Well, besides the Sketch Fest, start by putting these events at the Motor House on your calendar:
- The Opening Ceremony on Aug. 28, 8 p.m. at the Motor House—the festival’s main partner and headquarters. Enjoy drinks, food, music and conversations with comics at 8. Stay for a showcase with Elizabeth Norman, Tink and others. This ceremony, like several other Baltimore Comedy Festival events, is free of cost (with donations encouraged but not mandated).
- Club Out of Town on Aug. 30, 8 p.m. at the Motor House. This is the festival version of Norman’s recurring showcase for women, non-binary and LGBTQ comedians—in other words, communities with plenty to say that too many comedians use as punchlines. It’s free.
- Hilarious Omar, also on Aug. 30, 9 p.m. at the Motor House. This Baltimore-D.C. comic achieved viral success thanks to his quippy parodies of regional slang, celebs and rap tropes. His Instagram boasts over 83,000 followers. He comes home for one of the festival’s main headlining events. Tickets are $15 or less.
- Closing Ceremony on Sept. 2 (Labor Day), 9 p.m. at The Sidebar. Performers, fans and randos alike can wrap the festival and see novices at the downtown staple’s recurring open mic night. Cost?
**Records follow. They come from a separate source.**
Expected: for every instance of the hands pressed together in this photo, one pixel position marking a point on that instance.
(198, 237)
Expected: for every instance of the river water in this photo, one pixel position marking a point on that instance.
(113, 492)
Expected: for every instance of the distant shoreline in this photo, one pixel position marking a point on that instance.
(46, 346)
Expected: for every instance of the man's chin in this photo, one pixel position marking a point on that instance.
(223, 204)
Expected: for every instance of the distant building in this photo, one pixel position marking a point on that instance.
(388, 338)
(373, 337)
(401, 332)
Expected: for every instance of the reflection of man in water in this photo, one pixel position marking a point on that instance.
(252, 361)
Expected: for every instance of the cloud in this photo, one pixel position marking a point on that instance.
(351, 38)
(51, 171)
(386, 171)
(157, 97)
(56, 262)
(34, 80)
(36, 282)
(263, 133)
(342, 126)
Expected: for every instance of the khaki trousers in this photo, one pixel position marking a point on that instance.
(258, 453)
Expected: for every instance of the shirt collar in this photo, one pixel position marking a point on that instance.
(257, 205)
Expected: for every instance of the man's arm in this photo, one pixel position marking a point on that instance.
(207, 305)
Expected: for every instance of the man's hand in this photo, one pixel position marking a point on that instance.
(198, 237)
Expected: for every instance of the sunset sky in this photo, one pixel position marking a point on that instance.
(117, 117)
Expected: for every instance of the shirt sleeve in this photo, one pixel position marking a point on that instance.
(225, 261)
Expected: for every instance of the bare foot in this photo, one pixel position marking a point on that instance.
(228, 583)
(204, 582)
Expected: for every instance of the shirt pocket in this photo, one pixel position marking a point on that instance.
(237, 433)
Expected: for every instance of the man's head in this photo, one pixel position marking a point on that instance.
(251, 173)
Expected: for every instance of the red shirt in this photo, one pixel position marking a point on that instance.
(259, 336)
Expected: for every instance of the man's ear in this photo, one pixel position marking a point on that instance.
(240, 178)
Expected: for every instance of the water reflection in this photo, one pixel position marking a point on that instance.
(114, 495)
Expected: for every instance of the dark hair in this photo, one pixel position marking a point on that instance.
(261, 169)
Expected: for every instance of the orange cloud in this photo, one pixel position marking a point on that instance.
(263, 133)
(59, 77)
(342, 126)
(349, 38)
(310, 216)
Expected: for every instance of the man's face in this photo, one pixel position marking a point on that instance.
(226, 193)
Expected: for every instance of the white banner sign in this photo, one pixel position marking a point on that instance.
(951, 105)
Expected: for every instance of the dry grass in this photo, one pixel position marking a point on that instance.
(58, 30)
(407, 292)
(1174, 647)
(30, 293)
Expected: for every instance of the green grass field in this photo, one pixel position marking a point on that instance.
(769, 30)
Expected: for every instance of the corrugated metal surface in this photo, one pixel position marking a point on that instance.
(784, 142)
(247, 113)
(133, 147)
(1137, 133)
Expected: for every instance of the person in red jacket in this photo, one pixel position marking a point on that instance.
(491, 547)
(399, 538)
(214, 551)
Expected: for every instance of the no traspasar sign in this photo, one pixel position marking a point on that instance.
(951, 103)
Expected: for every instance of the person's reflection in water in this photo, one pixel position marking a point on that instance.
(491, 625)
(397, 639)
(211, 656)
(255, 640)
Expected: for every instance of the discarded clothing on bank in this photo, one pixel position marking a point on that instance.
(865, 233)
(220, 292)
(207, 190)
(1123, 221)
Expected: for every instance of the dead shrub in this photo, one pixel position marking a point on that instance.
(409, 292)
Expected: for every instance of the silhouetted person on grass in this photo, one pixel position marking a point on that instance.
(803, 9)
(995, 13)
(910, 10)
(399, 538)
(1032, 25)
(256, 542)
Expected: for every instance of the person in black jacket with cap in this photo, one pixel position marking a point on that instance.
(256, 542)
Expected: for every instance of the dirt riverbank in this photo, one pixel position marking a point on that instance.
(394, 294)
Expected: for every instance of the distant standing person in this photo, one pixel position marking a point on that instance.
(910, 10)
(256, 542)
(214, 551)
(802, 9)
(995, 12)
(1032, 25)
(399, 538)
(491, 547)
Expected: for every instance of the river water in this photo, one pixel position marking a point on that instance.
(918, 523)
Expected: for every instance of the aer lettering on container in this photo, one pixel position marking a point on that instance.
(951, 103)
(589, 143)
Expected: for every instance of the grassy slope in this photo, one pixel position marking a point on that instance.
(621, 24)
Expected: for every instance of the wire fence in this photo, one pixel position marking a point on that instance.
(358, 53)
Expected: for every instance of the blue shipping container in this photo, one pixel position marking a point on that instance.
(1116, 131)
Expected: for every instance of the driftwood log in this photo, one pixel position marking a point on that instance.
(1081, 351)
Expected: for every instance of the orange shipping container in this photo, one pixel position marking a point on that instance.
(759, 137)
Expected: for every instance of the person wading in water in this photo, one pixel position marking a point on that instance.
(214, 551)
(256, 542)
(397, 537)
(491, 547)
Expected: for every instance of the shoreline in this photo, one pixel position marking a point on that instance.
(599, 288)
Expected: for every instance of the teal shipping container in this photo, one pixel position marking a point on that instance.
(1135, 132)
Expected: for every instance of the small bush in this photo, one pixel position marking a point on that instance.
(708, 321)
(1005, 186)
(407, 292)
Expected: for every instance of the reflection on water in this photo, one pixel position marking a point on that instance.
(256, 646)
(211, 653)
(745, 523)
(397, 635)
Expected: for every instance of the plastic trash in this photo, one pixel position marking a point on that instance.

Free.
Other participating venues include the Ottobar, Zissimos Bar, the Mercury Theater and the Lord Baltimore Hotel. Find the full schedule below, or at baltimorecomedyfestival.com, and visit the festival’s Facebook page for updates.
Well all that sounds dope!
It is. So much so that comic and “Black-ish” star Deon Cole stopped by last year to hang out with the comics. No word on if he’s coming this year, but if you’re lucky, you can catch another comic giant on the move.